We are at the beginning of a new era of computing, one that will bring powerful new computers and will eventually enable more processing at or near the source of our data.
In short, quantum computers can solve problems that are computationally too difficult for a classical computer, which can only process information in 1s or 0s. In the quantum universe, those 1 and 0 bytes can exist in two states (qubits) at once, allowing computations to be performed in parallel. Therefore, if you build two qubits, they are able to hold four values at the same time: 00, 01, 10, 11. Quantum computers require special algorithms capable of doing new things, making them more powerful than anything built to date. Scientists have been researching quantum computing for decades. The challenge, however, has been proving that a quantum machine is actually carrying out quantum computations. That’s because in a quantum system, the very act of observing information in transit changes the nature of that data.

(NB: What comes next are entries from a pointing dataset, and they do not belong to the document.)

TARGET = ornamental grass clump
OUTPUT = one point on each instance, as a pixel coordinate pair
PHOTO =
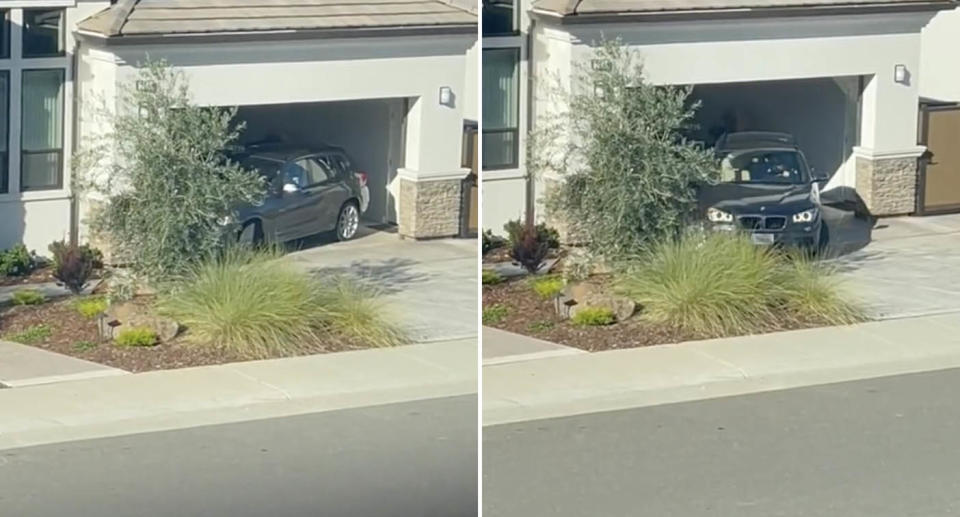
(256, 304)
(718, 284)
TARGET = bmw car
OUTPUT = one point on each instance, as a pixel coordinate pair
(766, 190)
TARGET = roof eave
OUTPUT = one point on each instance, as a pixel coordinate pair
(279, 35)
(761, 12)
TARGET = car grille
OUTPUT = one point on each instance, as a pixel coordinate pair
(763, 222)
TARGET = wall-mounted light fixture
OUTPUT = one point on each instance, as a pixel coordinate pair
(900, 74)
(446, 95)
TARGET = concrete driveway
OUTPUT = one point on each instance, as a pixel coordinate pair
(910, 267)
(430, 287)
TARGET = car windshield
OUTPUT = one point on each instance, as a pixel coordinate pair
(776, 167)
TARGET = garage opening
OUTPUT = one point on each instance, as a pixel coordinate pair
(823, 114)
(371, 131)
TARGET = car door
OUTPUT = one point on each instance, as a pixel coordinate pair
(333, 192)
(298, 204)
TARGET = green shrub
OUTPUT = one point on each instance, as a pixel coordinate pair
(720, 284)
(515, 231)
(17, 261)
(137, 336)
(257, 304)
(494, 314)
(28, 297)
(73, 265)
(593, 317)
(629, 173)
(91, 307)
(180, 191)
(83, 346)
(491, 242)
(548, 287)
(31, 335)
(491, 277)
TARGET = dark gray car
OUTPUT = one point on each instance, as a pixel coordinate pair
(310, 191)
(767, 190)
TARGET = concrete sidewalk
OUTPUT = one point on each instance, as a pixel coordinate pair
(588, 383)
(173, 399)
(22, 365)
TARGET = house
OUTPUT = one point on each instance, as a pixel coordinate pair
(389, 82)
(844, 77)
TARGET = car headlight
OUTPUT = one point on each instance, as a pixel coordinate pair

Edge computing performs computations near or at the source of data. This differs from the current norm, as today much of our computing takes place in the cloud, with distributed data centers handling the processing work. The challenge for our existing cloud-based computing environments is the potential for delay, which is also known as latency. In the near-future, more of the computational work could be done locally—for example, a car’s computer vision system would process and recognize images immediately rather than sending that information to the cloud for verification. Edge computing requires custom chips and hardware and will work alongside the cloud rather than replace its functionality.
Recent advancements have spurred interest in quantum and edge computing. In 2019, Google published a paper in the journal Nature saying that it had reached a new benchmark for speed on a new kind of processor. Verizon and Amazon Web Services announced a new 5G edge cloud computing partnership in December 2019 to give developers tools to launch IoT devices and applications at the edge.

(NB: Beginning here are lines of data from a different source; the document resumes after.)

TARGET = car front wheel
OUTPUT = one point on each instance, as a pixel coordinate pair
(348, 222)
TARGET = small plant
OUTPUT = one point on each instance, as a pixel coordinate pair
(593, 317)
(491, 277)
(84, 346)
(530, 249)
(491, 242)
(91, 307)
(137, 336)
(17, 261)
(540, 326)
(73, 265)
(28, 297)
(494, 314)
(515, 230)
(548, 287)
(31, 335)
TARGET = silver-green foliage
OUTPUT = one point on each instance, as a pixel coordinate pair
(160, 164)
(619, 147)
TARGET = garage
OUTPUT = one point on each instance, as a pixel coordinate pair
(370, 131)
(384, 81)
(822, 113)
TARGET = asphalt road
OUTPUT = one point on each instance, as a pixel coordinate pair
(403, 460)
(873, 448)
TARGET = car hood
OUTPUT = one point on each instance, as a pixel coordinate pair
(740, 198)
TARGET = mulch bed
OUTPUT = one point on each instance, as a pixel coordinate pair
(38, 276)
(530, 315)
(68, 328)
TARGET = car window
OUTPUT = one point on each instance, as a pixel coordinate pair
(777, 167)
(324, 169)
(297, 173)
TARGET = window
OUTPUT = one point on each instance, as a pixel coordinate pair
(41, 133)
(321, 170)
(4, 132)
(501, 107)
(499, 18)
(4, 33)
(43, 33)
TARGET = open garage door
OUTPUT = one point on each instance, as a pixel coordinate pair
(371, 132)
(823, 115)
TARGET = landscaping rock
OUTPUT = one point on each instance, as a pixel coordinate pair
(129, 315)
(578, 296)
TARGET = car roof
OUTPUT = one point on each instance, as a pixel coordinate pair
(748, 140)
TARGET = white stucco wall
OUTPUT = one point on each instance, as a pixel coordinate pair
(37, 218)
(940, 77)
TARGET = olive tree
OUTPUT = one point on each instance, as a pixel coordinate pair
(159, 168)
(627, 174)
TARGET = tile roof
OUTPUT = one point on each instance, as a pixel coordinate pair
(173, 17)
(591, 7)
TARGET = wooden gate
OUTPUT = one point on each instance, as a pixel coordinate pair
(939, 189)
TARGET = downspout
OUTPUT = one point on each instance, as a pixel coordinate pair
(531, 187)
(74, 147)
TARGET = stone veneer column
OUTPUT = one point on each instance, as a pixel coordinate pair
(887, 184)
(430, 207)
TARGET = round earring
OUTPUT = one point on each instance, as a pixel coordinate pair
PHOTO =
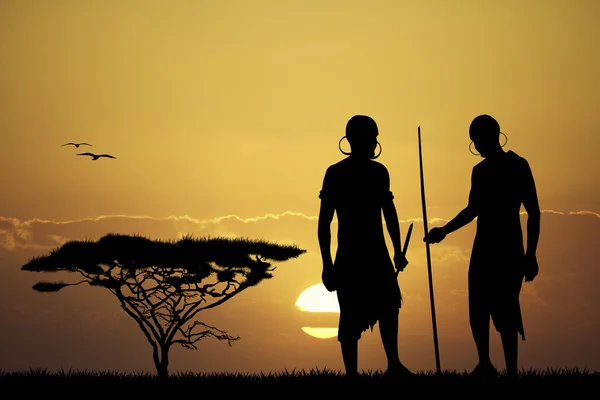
(472, 152)
(380, 150)
(340, 146)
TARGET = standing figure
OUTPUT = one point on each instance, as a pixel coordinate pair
(500, 184)
(357, 189)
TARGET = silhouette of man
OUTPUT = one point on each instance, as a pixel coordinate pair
(357, 188)
(500, 184)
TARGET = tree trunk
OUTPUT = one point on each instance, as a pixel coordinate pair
(162, 364)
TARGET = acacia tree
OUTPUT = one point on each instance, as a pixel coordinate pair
(164, 284)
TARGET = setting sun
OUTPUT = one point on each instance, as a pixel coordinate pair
(320, 333)
(317, 299)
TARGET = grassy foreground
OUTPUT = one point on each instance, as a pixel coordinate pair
(44, 377)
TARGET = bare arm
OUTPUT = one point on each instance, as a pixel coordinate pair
(326, 212)
(469, 213)
(324, 232)
(464, 217)
(391, 216)
(532, 207)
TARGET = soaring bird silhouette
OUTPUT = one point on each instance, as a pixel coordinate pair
(77, 144)
(96, 156)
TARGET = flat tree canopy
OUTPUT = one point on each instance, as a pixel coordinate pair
(163, 284)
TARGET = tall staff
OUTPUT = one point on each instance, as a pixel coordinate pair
(435, 342)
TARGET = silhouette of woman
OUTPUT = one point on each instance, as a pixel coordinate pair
(357, 189)
(500, 184)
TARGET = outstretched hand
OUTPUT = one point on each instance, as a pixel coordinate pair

Amazon, Amazon Web Services, Alibaba, AT&T, Baidu, Ben-Gurion University of the Negev’s Center for Quantum Science & Technology Bleximo, California Institute of Technology’s Institute for Quantum Information and Matter (IQIM), Chapman University’s Institute for Quantum Studies, Cisco, Crown Castle, D-Wave Systems, Dartmouth University’s Quantum and Condensed Matter Physics Group, Duke University, Georgia Tech Research Institute’s Quantum Systems Group, Google, Harvard University’s Quantum Initiative, Hebrew University of Jerusalem’s Quantum Information Science Center, IBM, Intel, Keio University Quantum Computing Center, Massachusetts Institute of Technology’s Engineering Quantum Systems Group, Michigan State University’s Laboratory for Hybrid Quantum Systems, Microsoft, MIT Center for Quantum Engineering (MIT-CQE), MIT Lincoln Laboratory’s Quantum Information and Integrated Nanosystems, Rigetti Computing, Stanford University’s Yamamoto Group, University of California-Berkeley’s Quantum Information & Computation Center, University of British Columbia’s Advanced Materials and Process Engineering Laboratory, University of California-Los Angeles’s Center for Quantum Science & Engineering, University of California-Santa Barbara’s Center for Spintronics and Quantum Computation, University of Chicago’s Chicago Quantum Exchange, University of Maryland’s Center for Accelerated Real Time Analytics and UMD’s Joint Center for Quantum Information and Computer Science, University of Science and Technology of China’s Division of Quantum Physics and Quantum Information, University of Washington’s Trapped Ion Quantum Computing Group, Verizon, Zapata Computing.